State Rep. Lindsay Sabadosa, D-Northampton, said that the supplemental budget will be signed into law “any day now,” but recognized the impacts the delayed pay can have on workers.
“Unfortunately it does happen, and some of us are very vocal when it does happen because it affects our constituents,” said Sabadosa. “It does come in retroactively, but as you and I both know, our bills don’t get paid retroactively.”
Still, Nardoni and Page said these increases are still not enough to bring community college faculty and staff up to par with the rising cost of living in Massachusetts.
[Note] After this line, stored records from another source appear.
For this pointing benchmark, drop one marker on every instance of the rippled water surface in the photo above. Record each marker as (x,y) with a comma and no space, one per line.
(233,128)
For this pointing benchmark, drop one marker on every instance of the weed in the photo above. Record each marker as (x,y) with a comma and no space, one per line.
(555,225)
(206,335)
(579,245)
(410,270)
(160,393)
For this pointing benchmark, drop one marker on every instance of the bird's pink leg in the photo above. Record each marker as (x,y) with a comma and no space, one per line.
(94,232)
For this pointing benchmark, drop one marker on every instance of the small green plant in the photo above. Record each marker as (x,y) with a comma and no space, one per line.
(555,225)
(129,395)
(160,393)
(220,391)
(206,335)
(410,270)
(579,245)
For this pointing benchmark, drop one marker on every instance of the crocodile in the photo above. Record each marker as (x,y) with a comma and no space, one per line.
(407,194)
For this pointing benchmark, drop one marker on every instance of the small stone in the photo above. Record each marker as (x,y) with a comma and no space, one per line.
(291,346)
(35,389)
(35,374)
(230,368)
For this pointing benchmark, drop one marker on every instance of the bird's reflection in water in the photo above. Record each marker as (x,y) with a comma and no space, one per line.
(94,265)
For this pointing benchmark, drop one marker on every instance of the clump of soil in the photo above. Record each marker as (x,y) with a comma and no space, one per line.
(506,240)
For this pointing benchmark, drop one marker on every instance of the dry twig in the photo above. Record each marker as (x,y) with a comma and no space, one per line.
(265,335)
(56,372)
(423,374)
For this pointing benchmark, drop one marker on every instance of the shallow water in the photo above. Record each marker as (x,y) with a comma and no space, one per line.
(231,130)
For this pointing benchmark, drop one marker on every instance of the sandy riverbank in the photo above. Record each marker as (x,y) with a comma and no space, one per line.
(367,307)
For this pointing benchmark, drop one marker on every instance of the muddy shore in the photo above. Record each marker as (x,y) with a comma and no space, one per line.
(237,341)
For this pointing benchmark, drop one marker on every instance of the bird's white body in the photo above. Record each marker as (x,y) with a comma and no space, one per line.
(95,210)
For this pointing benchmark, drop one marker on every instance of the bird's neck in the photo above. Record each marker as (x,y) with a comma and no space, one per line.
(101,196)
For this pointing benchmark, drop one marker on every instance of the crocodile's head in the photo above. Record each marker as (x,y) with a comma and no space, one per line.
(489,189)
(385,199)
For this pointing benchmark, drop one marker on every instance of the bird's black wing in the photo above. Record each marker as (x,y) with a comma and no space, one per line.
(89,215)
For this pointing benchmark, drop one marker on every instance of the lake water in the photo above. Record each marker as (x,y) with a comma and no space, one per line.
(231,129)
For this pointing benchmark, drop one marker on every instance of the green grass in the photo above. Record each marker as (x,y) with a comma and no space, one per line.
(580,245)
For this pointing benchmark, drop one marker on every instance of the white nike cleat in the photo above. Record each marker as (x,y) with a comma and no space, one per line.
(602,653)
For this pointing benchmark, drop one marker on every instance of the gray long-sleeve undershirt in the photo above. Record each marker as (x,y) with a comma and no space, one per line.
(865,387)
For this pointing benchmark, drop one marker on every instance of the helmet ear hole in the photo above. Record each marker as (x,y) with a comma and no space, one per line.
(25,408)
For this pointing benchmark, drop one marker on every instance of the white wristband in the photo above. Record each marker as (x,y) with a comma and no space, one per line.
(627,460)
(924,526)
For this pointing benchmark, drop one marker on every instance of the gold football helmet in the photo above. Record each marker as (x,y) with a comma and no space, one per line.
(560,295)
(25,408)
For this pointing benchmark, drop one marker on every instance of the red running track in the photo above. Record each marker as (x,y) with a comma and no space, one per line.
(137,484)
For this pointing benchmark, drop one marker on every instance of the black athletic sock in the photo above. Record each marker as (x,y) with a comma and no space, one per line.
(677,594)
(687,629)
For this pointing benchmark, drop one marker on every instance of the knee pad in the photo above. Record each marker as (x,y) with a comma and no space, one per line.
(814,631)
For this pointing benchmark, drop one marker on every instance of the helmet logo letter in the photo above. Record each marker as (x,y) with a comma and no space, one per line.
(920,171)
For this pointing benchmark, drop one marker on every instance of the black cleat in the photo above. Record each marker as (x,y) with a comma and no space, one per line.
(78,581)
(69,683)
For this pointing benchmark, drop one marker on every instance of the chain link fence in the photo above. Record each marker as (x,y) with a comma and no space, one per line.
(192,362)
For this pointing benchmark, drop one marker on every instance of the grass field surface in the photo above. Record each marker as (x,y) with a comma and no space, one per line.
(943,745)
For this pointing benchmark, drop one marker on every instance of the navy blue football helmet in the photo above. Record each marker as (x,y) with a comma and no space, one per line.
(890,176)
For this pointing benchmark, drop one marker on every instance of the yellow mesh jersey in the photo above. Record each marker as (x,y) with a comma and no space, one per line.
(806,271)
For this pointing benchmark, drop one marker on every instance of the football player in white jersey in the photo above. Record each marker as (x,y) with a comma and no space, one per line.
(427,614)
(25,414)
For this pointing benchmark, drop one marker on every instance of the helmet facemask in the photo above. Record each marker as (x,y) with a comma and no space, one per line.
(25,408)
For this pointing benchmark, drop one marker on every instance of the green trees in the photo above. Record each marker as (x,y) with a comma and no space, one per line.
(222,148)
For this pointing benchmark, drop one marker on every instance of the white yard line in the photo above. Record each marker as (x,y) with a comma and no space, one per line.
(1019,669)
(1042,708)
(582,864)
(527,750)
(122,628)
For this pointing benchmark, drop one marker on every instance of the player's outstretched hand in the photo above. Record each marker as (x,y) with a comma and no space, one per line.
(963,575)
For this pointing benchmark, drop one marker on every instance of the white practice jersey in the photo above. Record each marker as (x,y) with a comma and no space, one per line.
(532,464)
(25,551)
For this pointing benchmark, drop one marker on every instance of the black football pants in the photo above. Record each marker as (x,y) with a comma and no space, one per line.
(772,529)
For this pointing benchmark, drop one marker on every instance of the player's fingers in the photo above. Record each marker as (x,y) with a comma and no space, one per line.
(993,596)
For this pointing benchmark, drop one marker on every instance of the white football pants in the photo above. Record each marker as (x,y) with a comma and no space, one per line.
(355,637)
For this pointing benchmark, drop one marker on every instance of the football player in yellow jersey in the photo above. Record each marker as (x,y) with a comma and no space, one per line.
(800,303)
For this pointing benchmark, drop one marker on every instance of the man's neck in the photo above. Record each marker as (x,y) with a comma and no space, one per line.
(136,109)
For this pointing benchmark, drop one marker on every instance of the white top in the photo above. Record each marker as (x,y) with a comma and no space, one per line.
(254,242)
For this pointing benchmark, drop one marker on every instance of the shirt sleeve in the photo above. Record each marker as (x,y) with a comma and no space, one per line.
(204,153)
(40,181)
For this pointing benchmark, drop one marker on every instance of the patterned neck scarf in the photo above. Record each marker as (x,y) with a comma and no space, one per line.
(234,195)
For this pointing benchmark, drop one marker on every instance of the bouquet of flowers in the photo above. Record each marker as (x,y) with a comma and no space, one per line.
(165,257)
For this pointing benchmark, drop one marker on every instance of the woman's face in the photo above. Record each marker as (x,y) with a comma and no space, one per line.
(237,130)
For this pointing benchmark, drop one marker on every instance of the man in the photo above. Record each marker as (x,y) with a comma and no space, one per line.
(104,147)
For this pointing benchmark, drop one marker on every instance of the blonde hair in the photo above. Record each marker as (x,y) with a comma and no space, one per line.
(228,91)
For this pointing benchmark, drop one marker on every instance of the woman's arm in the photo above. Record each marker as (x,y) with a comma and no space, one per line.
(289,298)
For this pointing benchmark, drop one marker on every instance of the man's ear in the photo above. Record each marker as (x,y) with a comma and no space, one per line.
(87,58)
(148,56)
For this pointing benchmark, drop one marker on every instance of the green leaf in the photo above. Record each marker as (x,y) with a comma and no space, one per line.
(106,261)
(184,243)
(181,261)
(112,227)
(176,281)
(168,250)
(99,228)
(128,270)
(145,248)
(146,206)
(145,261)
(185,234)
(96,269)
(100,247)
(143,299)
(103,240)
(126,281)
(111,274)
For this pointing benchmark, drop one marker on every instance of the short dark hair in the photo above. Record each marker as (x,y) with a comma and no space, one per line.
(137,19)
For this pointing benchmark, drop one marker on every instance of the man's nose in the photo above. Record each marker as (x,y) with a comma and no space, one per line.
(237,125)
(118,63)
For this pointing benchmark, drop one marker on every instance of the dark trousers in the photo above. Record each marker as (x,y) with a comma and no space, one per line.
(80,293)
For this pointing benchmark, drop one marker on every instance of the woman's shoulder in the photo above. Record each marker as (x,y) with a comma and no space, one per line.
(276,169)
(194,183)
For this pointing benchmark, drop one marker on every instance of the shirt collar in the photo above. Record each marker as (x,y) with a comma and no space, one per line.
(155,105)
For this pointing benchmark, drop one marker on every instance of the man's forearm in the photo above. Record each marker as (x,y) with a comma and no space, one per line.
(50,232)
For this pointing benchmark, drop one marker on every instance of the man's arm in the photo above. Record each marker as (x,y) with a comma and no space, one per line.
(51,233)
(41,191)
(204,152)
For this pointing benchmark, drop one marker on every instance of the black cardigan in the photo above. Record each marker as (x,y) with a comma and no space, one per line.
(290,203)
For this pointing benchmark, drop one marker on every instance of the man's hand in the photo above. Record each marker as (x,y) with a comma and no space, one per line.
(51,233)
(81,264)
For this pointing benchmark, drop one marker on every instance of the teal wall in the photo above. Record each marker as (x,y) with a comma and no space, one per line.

When Nardoni began teaching as an assistant professor in Middlesex in 1995, he earned a salary of $31,762. With this in mind, he said that the average salary today for an assistant professor with no experience and two master’s degrees, adjusted for inflation from 1995 onward, should be $65,430. Rather, the MCCC finds that the real average salary for someone in this position is $57,051 — about 12.8% lower.
In Hampshire County, the living wage for one adult living alone as reported by the MIT Living Wage Calculator is $22.92 per hour, or about $47,674 per year. For a household of one adult and one child, the reported living wage is $43.45 per hour, or about $90,376 per year.
“Members starting now will never be able to have a salary that will allow them to retire,” said Nardoni. “This has been going on for years.”
Nardoni emphasized that increased state investment in community colleges and public higher education more broadly is necessary to correct this trend, which he deems “exploitation,” as administration at these institutions often do not have much financial flexibility to raise salaries.
In the Legislature, Sabadosa said that funding public higher education is something that continues to be a focus, especially when it comes to supporting faculty and staff.
“It affects the workers,” said Sabadosa. “It’s about our constituents being able to pay their electric bill … and put food on the table.”